Le silence exprime beaucoup plus de choses que la parole. C'est la raison pour laquelle je m’intéresse aux temps morts de la vie. Dans les histoires ce sont des moments qui normalement sont ellipsés ou coupés au montage voire même dès le départ, dans le scénario, parce qu'ils ne font pas avancer le récit, mais ces temps morts sont dans une narration souvent plus significatifs que d'autres.
J'aime bien les dialogues et les séquences parlées mais en même temps je m’intéresse davantage à un cinéma visuel où chaque aspect du plan aide à raconter une histoire ou un état d'âme. Ça peut être passer par une porte qui s'ouvre, une phrase qui se dit, le bruit d'un tram qui passe, un craquement de bois sous les souliers, un regard ou une cigarette qui s'allume. Tous ces faits sont aussi importants que la parole.
Chercher son film
Le fait d'avoir repris Stéfan Perceval, le même comédien que dans In de Vlucht, me donne parfois l'impression de vraiment retrouver le personnage trois ans plus tard et c'est un très beau sentiment. Mes fictions sont toujours aussi des documentaires sur les lieux et les acteurs et là il y a une part du personnage de l'acteur qui revient. Ce n'était pas délibéré mais il y a un prolongement qui m'intéresse.

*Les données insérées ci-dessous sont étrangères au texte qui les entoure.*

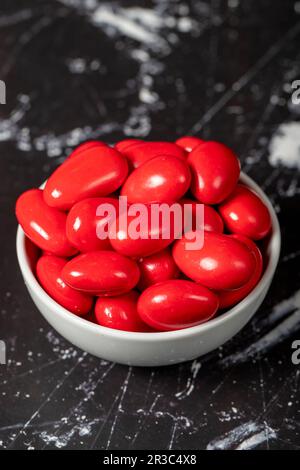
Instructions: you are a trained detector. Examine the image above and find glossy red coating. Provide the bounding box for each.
[188,142,240,204]
[62,251,140,295]
[173,232,255,290]
[16,189,77,257]
[137,279,219,331]
[36,255,93,315]
[66,197,119,253]
[179,198,224,233]
[95,291,150,332]
[122,142,186,168]
[25,236,40,271]
[109,206,181,258]
[217,235,263,309]
[138,249,180,291]
[68,140,107,158]
[121,156,191,204]
[175,135,205,152]
[219,184,272,240]
[44,146,128,210]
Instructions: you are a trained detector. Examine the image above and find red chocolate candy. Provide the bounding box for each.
[118,141,186,168]
[121,156,191,204]
[66,197,119,253]
[138,249,180,290]
[219,184,271,240]
[36,255,93,315]
[173,232,255,290]
[188,142,240,204]
[137,280,219,331]
[217,235,263,309]
[95,291,150,332]
[62,251,140,295]
[16,189,77,257]
[44,146,128,210]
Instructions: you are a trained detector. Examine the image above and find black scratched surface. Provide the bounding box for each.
[0,0,300,449]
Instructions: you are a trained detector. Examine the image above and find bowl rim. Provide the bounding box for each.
[16,172,281,342]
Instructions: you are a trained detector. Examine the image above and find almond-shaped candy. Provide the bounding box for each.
[62,251,140,295]
[44,146,128,210]
[95,291,151,332]
[36,255,93,315]
[109,205,182,258]
[16,189,77,257]
[66,197,119,253]
[188,142,240,204]
[138,249,180,291]
[217,235,263,309]
[137,279,219,331]
[179,198,224,233]
[173,231,255,290]
[219,184,271,240]
[121,156,191,204]
[118,141,186,168]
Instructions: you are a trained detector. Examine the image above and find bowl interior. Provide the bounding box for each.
[17,173,281,341]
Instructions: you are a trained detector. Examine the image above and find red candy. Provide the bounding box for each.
[217,235,263,309]
[179,198,224,233]
[219,184,271,240]
[62,251,140,295]
[36,255,93,315]
[68,140,107,158]
[44,146,128,210]
[66,197,119,253]
[137,280,219,331]
[175,135,205,152]
[173,232,255,290]
[109,206,175,258]
[16,189,76,256]
[121,156,191,204]
[95,291,150,332]
[16,136,272,333]
[138,249,180,290]
[118,141,186,168]
[188,142,240,204]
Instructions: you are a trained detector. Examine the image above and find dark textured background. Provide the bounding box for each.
[0,0,300,449]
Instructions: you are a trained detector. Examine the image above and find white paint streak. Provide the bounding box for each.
[220,290,300,366]
[269,122,300,170]
[206,421,276,450]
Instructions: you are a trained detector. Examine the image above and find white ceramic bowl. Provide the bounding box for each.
[17,174,281,366]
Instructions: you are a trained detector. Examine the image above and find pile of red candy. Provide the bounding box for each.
[16,137,271,332]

Un film se construit en trois étapes : pendant l'écriture, le tournage et le montage. Lors des trois étapes on cherche son film. On n'a pas la sécurité d'être soutenu par un scénario bétonné, c'est donc plus angoissant. Mais c'est cet état qui m'intéresse, la prise de risque que cela induit. C'est comme l'improvisation en jazz sauf que la machinerie du cinéma est plus lourde à gérer qu'un instrument de musique. Ce n'est pas simple de saisir des moments de vie avec une machine aussi lourde".
Production
"Le Pressentiment est un road movie comme les deux courts métrages d'Alex qui l'ont précédé, nous confie Kaat Camerlynck, la productrice du film. Il raconte l'histoire de Joris, un jeune homme qui après avoir pris congé de son amie et de ses amis a décidé se rendre au Portugal.

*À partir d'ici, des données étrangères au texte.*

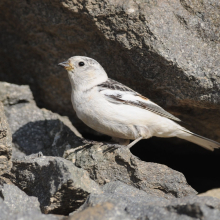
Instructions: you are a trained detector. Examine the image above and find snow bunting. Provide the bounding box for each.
[59,56,220,150]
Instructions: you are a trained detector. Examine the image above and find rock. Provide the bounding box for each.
[71,182,220,220]
[0,82,34,106]
[0,181,61,220]
[4,154,101,215]
[198,188,220,199]
[0,0,220,140]
[0,101,12,175]
[67,202,132,220]
[0,82,83,158]
[64,142,196,198]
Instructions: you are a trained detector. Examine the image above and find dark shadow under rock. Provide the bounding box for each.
[0,181,61,220]
[6,155,101,215]
[0,101,12,175]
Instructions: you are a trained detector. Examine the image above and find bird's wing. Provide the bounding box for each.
[98,79,181,121]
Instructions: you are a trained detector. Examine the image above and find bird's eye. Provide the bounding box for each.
[79,62,85,66]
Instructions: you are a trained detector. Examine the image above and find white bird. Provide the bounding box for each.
[59,56,220,151]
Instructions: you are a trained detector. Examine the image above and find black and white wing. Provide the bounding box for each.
[98,79,181,121]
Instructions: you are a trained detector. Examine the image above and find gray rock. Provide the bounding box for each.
[0,101,12,175]
[0,0,220,140]
[64,142,196,198]
[0,82,34,106]
[74,182,220,220]
[0,82,83,158]
[5,154,101,215]
[67,202,133,220]
[0,184,61,220]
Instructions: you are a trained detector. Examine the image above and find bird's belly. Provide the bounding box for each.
[74,95,155,139]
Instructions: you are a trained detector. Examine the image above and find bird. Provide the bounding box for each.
[58,56,220,151]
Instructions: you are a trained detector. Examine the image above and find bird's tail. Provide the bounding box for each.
[178,129,220,151]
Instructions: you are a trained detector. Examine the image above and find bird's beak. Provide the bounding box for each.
[58,61,74,70]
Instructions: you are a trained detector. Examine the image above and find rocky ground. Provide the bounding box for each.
[0,82,220,220]
[0,0,220,220]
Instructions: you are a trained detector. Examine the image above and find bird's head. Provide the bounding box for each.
[58,56,108,90]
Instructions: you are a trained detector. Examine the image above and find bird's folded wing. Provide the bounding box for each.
[98,79,181,121]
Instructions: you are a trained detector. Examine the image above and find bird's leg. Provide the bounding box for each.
[112,137,130,145]
[126,137,143,149]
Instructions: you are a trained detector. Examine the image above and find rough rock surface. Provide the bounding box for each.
[0,101,12,175]
[0,0,220,140]
[64,142,196,198]
[199,188,220,199]
[70,182,220,220]
[7,154,102,215]
[0,181,61,220]
[0,82,82,158]
[67,202,133,220]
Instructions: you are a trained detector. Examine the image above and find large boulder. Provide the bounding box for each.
[0,0,220,140]
[0,82,83,158]
[64,142,196,199]
[69,182,220,220]
[7,154,102,215]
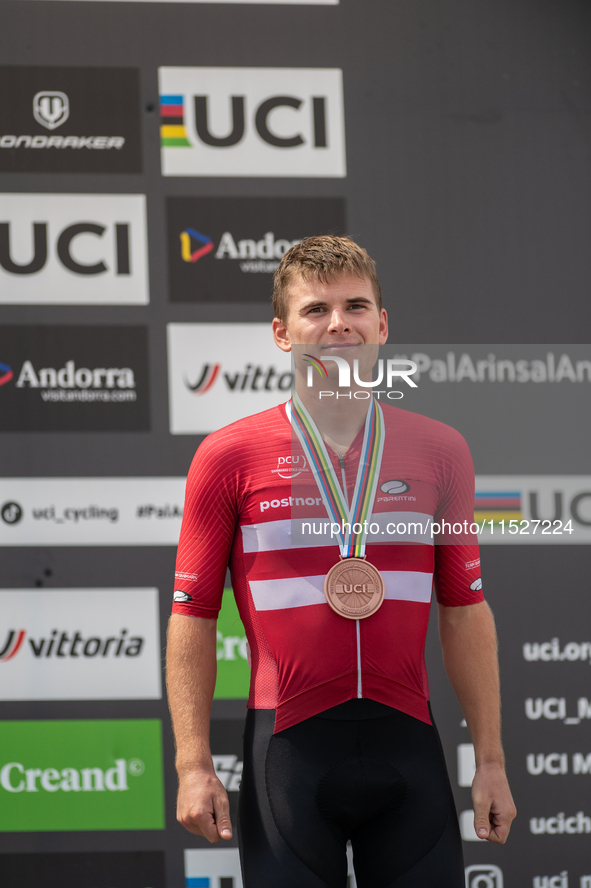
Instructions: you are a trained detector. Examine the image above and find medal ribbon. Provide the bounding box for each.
[288,393,385,558]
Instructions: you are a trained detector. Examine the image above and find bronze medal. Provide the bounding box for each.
[324,558,384,620]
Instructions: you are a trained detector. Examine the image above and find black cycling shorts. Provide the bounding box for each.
[238,700,464,888]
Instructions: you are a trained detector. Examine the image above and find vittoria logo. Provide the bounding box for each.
[167,324,292,434]
[185,364,222,395]
[167,197,346,302]
[0,588,161,700]
[33,92,69,129]
[0,629,145,662]
[159,68,346,177]
[185,364,292,395]
[0,629,27,662]
[0,66,141,173]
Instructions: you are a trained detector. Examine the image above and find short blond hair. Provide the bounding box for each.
[273,234,382,323]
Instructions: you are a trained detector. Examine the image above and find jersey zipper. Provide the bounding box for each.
[339,454,363,699]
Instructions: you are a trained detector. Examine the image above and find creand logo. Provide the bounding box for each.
[183,364,292,395]
[159,68,346,177]
[180,228,299,273]
[0,759,135,793]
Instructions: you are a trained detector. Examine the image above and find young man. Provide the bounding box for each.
[168,236,515,888]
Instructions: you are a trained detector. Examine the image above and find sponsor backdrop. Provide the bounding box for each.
[0,0,591,888]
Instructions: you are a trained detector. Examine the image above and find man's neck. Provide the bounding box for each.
[297,386,370,456]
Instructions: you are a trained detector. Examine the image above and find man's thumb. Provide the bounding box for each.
[474,808,490,839]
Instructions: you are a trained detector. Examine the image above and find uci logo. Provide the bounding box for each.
[33,92,70,130]
[159,68,346,177]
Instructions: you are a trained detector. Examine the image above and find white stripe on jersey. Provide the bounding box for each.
[249,570,433,611]
[242,512,434,552]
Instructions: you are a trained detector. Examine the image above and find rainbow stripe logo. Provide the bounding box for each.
[160,96,193,148]
[180,228,213,262]
[474,490,523,524]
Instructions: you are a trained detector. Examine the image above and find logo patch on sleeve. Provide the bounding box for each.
[172,589,193,603]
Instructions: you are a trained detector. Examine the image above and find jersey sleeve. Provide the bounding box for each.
[433,429,484,607]
[172,432,237,620]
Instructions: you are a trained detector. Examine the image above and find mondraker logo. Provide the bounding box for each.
[33,91,70,130]
[180,228,213,262]
[0,363,14,385]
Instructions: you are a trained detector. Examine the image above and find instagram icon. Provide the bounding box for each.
[466,863,503,888]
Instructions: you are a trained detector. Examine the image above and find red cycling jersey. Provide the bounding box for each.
[173,405,483,732]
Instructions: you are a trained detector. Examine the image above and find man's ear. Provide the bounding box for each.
[272,318,291,352]
[378,308,388,345]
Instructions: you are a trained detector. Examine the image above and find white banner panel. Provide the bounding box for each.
[159,68,347,178]
[0,478,185,546]
[0,588,162,700]
[168,324,291,435]
[0,194,149,305]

Sur le chemin de la gare il a le pressentiment que ce n'est pas encore l'heure de partir. Il prend une chambre dans un hôtel et passe quatre jours et quatre nuits à errer dans la ville, fait des rencontres dont celle d'une jeune femme mystérieuse. On a reçu une aide à l'écriture du scénario de la Communauté flamande. Puis un an après on a présenté le dossier qui a obtenu une aide à la production de la part des deux communautés. C'est un film belge, tout se passe à Bruxelles. Pour moi il était évident qu'on devait solliciter les deux communautés. La VRT est également co-producteur. C'est un film à petit budget avec trente et un jours de tournage"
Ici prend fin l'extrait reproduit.